目次
今回のテーマ
生成AI(文章や画像などを自動で作り出すAI)を使って経費精算書をチェックする企業が増えています。今回は、経理担当者が生成AIを使うときに気をつけたい情報漏えい対策について紹介します。
具体的な活用方法
例えば、社員が提出した経費精算書と領収書を生成AIに読み込ませ、記載ミスや金額の食い違いがないか確認してもらう使い方があります。生成AIは大量の領収書を短時間でチェックできるため、経理担当者が一件ずつ目視で確認する手間を減らせます。チェック結果は一覧にまとめてもらい、最終的な承認は経理担当者が行うようにすると、確認作業の効率化とミスの発見の両方につながります。
利用するときの注意点
経費精算書には、氏名や口座番号、取引先名などの個人情報や社外秘の情報が含まれています。外部のクラウド型生成AIサービスにそのままアップロードすると、情報が意図せず外部に残ってしまう可能性があります。個人情報や金額はダミーの数字や仮の名前に置き換えてから入力する、社内での利用が許可されたツールだけを使うといった工夫が必要です。
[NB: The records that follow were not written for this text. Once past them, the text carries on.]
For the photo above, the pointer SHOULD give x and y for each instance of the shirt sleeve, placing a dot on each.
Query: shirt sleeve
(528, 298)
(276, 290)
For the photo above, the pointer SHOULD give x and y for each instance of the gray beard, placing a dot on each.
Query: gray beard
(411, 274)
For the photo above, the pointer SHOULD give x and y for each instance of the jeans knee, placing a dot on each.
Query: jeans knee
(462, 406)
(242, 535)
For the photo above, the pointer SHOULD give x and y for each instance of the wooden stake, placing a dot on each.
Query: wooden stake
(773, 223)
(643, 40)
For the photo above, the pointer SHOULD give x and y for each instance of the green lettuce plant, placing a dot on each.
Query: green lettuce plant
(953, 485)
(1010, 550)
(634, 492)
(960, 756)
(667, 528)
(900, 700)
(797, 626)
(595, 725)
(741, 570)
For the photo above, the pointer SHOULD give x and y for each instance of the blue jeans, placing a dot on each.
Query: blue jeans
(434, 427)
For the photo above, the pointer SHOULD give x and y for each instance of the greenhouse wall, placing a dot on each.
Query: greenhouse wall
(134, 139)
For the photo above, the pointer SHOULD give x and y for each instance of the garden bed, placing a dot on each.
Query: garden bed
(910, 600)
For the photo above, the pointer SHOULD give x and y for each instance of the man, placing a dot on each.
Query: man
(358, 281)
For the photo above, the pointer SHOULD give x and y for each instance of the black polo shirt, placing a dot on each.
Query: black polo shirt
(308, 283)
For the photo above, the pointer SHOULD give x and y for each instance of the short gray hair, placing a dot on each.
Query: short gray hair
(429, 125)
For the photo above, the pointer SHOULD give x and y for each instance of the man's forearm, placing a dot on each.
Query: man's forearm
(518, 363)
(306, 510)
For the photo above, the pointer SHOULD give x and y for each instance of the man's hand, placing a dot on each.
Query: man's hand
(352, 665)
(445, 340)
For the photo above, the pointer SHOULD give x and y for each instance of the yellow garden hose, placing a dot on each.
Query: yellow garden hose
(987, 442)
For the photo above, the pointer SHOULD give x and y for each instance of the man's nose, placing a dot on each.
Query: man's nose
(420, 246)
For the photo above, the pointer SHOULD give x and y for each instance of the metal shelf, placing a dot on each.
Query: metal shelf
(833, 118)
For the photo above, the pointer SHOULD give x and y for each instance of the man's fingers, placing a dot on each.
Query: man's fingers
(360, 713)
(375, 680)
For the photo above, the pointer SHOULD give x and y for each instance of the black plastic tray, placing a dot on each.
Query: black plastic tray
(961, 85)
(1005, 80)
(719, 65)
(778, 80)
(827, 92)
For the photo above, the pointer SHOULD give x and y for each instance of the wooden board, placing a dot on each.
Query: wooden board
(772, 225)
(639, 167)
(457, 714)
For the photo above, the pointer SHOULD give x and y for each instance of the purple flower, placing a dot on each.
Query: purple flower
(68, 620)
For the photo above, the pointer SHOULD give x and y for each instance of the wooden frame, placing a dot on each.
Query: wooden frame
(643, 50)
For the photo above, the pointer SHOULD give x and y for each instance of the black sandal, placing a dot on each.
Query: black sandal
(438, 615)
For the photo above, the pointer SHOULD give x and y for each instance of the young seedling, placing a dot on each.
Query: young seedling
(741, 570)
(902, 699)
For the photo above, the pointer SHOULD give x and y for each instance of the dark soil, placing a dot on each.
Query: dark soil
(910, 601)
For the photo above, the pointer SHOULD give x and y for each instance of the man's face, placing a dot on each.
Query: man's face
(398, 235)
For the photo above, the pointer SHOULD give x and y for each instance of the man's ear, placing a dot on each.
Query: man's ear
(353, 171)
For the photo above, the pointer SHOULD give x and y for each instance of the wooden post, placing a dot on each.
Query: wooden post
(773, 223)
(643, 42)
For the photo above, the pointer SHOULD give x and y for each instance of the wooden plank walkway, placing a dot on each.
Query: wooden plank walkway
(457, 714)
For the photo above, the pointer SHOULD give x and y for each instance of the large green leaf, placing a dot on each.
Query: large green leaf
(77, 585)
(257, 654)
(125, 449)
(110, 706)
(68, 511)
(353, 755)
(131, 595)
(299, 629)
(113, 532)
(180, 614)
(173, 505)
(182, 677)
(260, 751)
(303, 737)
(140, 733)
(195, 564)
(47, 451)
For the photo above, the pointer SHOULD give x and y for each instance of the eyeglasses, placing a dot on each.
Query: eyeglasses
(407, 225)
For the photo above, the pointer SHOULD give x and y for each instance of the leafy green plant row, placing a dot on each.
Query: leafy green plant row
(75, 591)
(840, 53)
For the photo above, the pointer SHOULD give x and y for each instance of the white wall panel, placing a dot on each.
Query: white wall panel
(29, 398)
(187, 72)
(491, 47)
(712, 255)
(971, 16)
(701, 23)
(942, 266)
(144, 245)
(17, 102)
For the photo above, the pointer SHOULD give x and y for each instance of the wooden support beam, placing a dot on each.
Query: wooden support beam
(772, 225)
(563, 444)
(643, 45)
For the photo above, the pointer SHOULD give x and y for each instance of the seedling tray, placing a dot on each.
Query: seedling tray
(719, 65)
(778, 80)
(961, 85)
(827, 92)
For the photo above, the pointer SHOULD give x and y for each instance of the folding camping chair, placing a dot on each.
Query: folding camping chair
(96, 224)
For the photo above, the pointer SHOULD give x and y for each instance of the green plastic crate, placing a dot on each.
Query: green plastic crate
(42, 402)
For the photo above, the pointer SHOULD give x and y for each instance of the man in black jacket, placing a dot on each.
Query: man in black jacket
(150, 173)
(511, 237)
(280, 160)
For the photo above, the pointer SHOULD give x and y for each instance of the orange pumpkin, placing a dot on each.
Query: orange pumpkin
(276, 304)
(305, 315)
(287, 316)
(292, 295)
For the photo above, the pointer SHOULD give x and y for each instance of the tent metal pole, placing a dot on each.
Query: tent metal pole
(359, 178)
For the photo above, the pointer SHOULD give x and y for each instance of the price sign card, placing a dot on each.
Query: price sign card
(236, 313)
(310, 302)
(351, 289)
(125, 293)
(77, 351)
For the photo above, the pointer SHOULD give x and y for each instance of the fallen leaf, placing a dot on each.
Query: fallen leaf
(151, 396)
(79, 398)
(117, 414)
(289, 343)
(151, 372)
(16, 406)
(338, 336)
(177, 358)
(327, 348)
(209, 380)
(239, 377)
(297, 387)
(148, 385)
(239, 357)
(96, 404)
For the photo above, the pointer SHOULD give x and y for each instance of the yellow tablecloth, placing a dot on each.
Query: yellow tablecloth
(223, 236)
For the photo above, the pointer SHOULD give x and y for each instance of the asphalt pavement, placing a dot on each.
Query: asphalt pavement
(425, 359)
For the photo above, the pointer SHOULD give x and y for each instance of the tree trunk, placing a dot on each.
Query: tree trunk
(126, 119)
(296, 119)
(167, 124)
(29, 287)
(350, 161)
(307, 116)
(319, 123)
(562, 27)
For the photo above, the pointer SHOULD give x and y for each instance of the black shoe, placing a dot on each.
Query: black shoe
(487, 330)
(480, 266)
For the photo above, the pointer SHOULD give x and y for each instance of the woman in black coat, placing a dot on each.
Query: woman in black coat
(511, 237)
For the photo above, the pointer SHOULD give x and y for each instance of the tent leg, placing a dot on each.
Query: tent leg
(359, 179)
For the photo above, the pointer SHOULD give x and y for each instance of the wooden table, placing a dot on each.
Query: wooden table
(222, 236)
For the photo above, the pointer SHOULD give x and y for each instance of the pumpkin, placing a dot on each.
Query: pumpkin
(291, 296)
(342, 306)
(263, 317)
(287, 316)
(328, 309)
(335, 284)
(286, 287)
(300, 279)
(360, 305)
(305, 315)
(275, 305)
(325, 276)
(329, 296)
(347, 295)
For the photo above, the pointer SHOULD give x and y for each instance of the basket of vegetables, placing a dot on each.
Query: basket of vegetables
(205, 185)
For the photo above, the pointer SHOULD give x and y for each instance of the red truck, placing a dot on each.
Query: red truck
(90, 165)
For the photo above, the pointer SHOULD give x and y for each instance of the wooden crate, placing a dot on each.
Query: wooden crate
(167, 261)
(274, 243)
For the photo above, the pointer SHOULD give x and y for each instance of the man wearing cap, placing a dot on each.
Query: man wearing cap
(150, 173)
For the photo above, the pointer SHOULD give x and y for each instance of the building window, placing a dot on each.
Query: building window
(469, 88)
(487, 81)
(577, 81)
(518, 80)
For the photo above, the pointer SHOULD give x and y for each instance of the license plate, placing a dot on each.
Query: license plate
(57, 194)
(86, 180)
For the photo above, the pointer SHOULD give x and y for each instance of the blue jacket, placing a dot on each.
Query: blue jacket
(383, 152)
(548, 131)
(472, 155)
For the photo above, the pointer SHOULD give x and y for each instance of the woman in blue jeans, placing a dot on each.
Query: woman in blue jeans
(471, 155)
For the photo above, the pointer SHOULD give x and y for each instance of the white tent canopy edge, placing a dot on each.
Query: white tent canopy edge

あわせて、AIの確認結果をそのまま経費として承認するのではなく、最終的な可否判断は必ず人が行うようにしましょう。
まとめ
経費精算書のチェックに生成AIを取り入れると、確認作業の時短につながります。ただし、個人情報や社外秘の情報を扱う場面では、情報の伏せ方や利用するツールの選び方に注意が必要です。ルールを整えたうえで、人とAIがそれぞれの役割を担う形で活用していきましょう。